The variation in consitutive skin pigmentation and response to UVR is conventionally divided into six types (Table 18.1). These skin types require different degrees of protection against the sun.

Table 18.1 Skin types classified by their reactions to ultraviolet radiation (UVR).

Type	Definition	Description
I	Always burns but never tans	Pale skin, red hair, freckles
II	Usually burns, sometimes tans	Fair skin
III	May burn, usually tans	Darker skin
IV	Rarely burns, always tans	Mediterranean
V	Moderate constitutional pigmentation	Latin American, Middle Eastern
VI	Marked constitutional pigmentation	Black

Beneficial effects of sunlight

A considerable body of epidemiological data suggest beneficial health effects of sunlight but the interpretation of these data can be contentious. Rickets is a disease of poor diet or inadequate sun exposure resulting in low vitamin D levels and correction of either of these factors is therapeutic. The case for the benefits of vitamin D in other conditions is less clear-cut. Observational studies show that subjects with high levels of circulating vitamin D are less likely to have cardiovascular disease, hypertension, type 2 diabetes or multiple sclerosis than those with low levels. Correlation should not be confused with causation, however, and the results of intervention studies in which vitamin D supplementation has been given have been disappointing. Ill health may lead to reduced sun exposure and thus low vitamin D levels (reverse causation), or vitamin D levels might be acting as a marker for sunlight exposure, which is beneficial via a different mechanism (confounding). A newly identified alternative mechanism is mediated by the vasodilator nitric oxide.
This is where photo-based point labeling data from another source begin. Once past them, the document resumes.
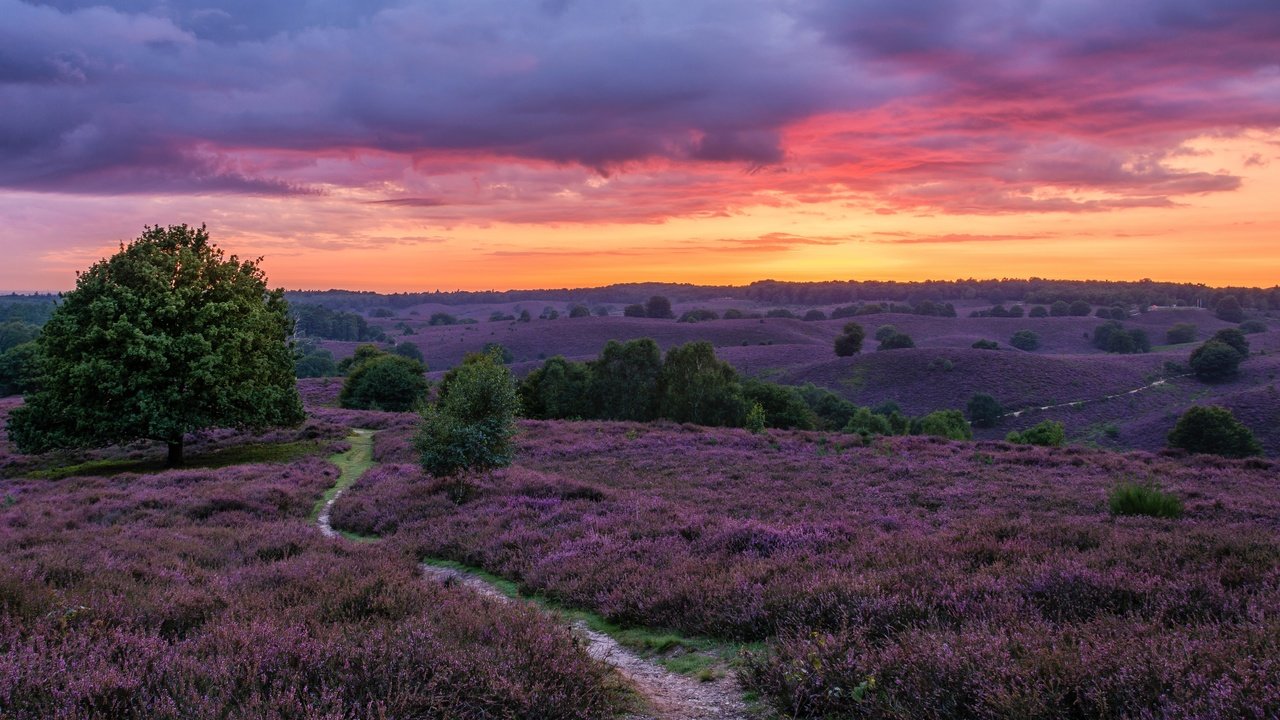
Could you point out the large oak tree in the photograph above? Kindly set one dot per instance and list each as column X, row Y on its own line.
column 165, row 337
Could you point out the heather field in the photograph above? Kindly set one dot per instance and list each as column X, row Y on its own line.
column 210, row 593
column 909, row 578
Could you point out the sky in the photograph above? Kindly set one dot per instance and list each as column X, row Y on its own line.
column 483, row 144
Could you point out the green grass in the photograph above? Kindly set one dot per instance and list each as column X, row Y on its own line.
column 238, row 455
column 700, row 657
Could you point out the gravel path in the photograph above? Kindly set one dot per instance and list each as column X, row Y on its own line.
column 667, row 695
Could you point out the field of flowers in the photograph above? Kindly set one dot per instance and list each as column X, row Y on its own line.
column 909, row 578
column 209, row 593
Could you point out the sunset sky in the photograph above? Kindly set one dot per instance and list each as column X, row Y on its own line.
column 484, row 144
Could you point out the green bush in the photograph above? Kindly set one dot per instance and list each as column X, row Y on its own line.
column 945, row 423
column 1133, row 499
column 384, row 382
column 984, row 410
column 1180, row 333
column 1050, row 433
column 1214, row 431
column 1215, row 361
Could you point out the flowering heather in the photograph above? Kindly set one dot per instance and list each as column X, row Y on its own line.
column 909, row 578
column 208, row 593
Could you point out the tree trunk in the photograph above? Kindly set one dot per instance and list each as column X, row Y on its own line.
column 174, row 454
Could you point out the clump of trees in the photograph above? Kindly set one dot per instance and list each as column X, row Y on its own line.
column 1112, row 337
column 469, row 429
column 1219, row 358
column 383, row 381
column 1025, row 341
column 1215, row 431
column 850, row 340
column 165, row 337
column 1048, row 433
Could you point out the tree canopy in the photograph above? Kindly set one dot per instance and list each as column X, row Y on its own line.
column 165, row 337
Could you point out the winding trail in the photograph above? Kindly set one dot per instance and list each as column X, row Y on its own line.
column 667, row 695
column 1105, row 397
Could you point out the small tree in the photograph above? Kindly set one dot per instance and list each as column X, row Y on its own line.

The skin contains large stores of nitrate and nitrite, which are converted by sunlight to the nitric oxide from where it enters the circulation and lowers blood pressure. Other mechanisms may also exist.

Clinically, UVR is helpful in the treatment of diseases such as psoriasis and eczema, but at the same time use of tanning lamps, particularly by young people, increases the risk of developing melanoma and non-melanoma skin cancers. Excess UV exposure also leads to photoageing, and may cause or worsen several skin disorders (Figure 18.2).

Sunburn

Cause

UVB penetrates the epidermis and superficial dermis, stimulating the production and release of prostaglandins, leukotrienes, histamine, interleukin 1 (IL-1) and tumour necrosis factor α (TNF-α). These cause pain and stimulate the production of the inducible nitric oxide synthase (iNOS) enzyme. This generates very high local concentrations of nitric oxide which causes the characteristic dermal vasodilatation and redness.

Presentation and course

Skin exposed to too much UVB smarts and becomes red several hours later. Severe sunburn is painful and may blister. The redness is maximal after 1 day, contemporaneously with peak levels of the iNOS enzyme, and then settles over the next 2–3 days, leaving sheet-like desquamation (Figure 18.3), diffuse pigmentation (a ‘tan’) and, sometimes, discrete lentigines.

Differential diagnosis

Phototoxic reactions caused by drugs are like an exaggerated sunburn.

Investigations

None are required.

Treatment

The treatment is symptomatic. Baths may be cooling and oily shake lotions (e.g. oily calamine lotion) or creams are comforting. Potent topical corticosteroids (Formulary 1, p. 401) help if used early and briefly. Oral aspirin (a prostaglandin synthesis inhibitor) relieves the pain.